Ryan Angilly

Hi, I'm Ryan Angilly. I'm a founder of Ramen. I'm a geek.

I founded Signal Genius.

I blogged about my failed startup, MessageSling, at The Day Series.

Things I used to do:

3 reasons to use MongoDB

Note: This is precursor post to my talk at Mongo Boston on September 20th.  It’s gonna be at Microsoft’s NERD (which I hear is COMPLETELY AWESOME).  If you haven’t signed up yet, stop being lame.  It’s gonna be awesome.  http://www.10gen.com/conferences/mongoboston2010

People have asked me why to use MongoDB.  I used to answer with “it’s SO FREAKING AMAZING!!”, and talk about how “new” and “cool” and “hawt” it felt.  I would wax on about how it felt like the first time I used Rails and so forth.

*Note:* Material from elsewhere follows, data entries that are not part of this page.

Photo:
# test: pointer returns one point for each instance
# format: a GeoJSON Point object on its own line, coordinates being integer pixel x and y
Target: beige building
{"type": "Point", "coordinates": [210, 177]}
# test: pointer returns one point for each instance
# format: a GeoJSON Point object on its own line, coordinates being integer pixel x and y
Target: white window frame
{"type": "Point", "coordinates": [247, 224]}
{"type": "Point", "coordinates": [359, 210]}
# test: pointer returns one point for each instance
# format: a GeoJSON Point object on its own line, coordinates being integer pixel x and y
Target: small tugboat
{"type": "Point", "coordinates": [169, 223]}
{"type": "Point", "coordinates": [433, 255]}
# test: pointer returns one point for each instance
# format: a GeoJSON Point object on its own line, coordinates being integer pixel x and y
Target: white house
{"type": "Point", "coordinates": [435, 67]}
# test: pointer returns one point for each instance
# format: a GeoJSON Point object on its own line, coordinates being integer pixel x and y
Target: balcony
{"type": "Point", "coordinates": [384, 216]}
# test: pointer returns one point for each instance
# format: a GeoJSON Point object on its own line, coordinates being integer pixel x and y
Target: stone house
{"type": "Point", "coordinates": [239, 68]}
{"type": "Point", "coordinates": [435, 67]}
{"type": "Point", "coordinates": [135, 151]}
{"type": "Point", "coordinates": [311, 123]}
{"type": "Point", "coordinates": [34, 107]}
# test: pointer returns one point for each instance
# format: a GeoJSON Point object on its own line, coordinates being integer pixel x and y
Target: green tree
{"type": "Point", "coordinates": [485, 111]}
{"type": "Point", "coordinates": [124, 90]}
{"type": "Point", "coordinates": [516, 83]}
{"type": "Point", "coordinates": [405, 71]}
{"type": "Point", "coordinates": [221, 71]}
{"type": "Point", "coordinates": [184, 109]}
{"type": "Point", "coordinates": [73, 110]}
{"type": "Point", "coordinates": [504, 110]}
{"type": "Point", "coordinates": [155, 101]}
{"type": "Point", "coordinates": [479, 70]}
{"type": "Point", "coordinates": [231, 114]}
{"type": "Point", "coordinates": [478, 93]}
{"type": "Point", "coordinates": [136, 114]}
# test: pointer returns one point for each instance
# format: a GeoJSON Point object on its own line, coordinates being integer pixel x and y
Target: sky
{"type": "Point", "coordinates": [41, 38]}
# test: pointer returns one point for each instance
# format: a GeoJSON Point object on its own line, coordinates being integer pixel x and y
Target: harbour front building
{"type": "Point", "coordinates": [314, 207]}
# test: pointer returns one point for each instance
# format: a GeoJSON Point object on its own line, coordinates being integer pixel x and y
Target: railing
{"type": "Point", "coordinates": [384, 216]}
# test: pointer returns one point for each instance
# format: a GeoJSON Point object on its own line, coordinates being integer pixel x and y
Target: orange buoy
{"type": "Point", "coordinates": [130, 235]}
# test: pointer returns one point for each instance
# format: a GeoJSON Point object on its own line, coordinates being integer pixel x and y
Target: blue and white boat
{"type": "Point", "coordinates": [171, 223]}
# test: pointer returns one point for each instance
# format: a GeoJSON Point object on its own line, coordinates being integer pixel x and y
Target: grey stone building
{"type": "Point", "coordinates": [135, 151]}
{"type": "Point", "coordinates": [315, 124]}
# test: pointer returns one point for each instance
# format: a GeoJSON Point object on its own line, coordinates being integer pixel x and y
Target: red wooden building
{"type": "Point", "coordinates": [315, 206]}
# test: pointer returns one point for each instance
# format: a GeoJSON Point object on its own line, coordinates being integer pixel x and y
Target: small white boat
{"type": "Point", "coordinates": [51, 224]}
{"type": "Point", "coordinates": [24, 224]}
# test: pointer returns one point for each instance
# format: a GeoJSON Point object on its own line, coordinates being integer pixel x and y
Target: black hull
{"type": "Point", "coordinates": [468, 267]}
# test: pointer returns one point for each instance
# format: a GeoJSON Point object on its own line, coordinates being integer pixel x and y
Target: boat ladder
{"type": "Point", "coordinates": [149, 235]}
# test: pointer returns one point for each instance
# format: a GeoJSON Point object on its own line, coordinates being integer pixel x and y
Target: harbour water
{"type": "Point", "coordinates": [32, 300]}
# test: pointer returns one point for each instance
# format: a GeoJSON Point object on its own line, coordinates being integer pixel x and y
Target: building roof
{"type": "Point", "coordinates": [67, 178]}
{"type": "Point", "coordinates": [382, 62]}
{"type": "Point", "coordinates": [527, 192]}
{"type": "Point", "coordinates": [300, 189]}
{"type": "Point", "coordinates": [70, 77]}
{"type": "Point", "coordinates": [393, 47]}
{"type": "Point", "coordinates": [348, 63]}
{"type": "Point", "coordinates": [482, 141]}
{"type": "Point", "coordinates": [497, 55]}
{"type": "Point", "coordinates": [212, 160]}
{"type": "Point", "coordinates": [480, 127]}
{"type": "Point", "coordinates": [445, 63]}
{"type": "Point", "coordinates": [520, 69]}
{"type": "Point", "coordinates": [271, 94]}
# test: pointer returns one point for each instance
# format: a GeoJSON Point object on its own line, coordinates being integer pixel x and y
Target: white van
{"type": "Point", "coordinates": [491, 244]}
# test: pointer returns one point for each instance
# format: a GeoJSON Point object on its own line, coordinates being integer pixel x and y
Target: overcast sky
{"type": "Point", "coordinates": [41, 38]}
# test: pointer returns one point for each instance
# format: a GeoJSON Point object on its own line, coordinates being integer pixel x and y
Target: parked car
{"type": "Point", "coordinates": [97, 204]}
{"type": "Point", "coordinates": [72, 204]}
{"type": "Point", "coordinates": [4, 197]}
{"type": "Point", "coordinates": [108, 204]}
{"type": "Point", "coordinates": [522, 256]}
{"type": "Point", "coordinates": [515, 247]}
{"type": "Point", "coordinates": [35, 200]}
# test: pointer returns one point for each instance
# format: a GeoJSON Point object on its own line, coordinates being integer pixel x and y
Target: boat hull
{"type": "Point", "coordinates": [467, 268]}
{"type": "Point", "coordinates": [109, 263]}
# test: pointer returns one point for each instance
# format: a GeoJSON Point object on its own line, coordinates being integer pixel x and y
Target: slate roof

That was cheating.  It’s a crappy answer of no value.  So today, I am going to give you three reasons to use MongoDB over MySQL, Postgres, Tokyo Cabinet, or CouchDB.

1. Simple queries

MongoDB is a document store with no transactions and no joins.  When an application warrants using this type of database[1], the result is that your queries become much simpler.  They are easier to write.  They are easier to tune.  They make it easier for developers to do their job.  In Punchbowl land, ‘users’ have ‘events.’  There is a table for each, with a user_id on the events table.  Lets say I want to get all the users who have published an event.

In an SQL database, I have two tables: users and events.  I could write this query like so:

SELECT `users`.* from `users` INNER JOIN `events` ON `events`.`user_id` = `users`.`id` where `events`.`published_at` is not null group by `users`.`email`;

Analogously, in a MongoDB database, lets say I have just one collection: users.  Each user document has an attribute called ‘events’, which is a list of embedded documents.  It looks something like this in JSON:

{
  ”name” : “Ryan Angilly”,
  ”events” : [
{
"title" : "First one!"
},
{
"title" : "Whoa!"
},
{
"title" : "Oh hi",
"published_at" : true
}
  ]
}

To perform the same query in MongoDB query syntax:

db.users.find( { ‘events.published_at’: {$ne: null}}  )

Simpler.  Simpler to read.  Simple to write.  I glossed over the fact that we are drastically changing how we store our data, but that’s the whole point.  And you can clearly see how it makes things easier to understand.

2. Sharding

Sharding is a simple concept.  If you have lots of data and you are getting disk-bound and/or running out of space, take your data and split across several machines.  You get more disk throughput and more storage.  In a perfect world, as your storage and performance needs grow, just add more shards.

MongoDB is pretty close to this perfect world.  If you have a mongod process running, and you want to setup sharding, you:

1) Bring up a new machine
2) Start a new mongod process to act as a member of your shard cluster
3) Start a new mongod process to act as a separate ‘config’ database for maintaining configuration information about which data are in which shard
4) Start a mongos process & tell it how to find the current db, the new shard member, the config database
5) Enter ~5 commands to enable sharding on whichever databases and collections you want
6) Modify your apps to connect to the mongos process instead of the old mongod process
7) Profit.

All intraprocess communication is done over IP, so the configuration mongod process and mongos process can run on their own machines or run on the same machine as one of your shard members.  This can be be done with no downtime, guys.  And you don’t have to have an eye towards sharding when you start.  You can take a regular old mongod process and it will “just work.”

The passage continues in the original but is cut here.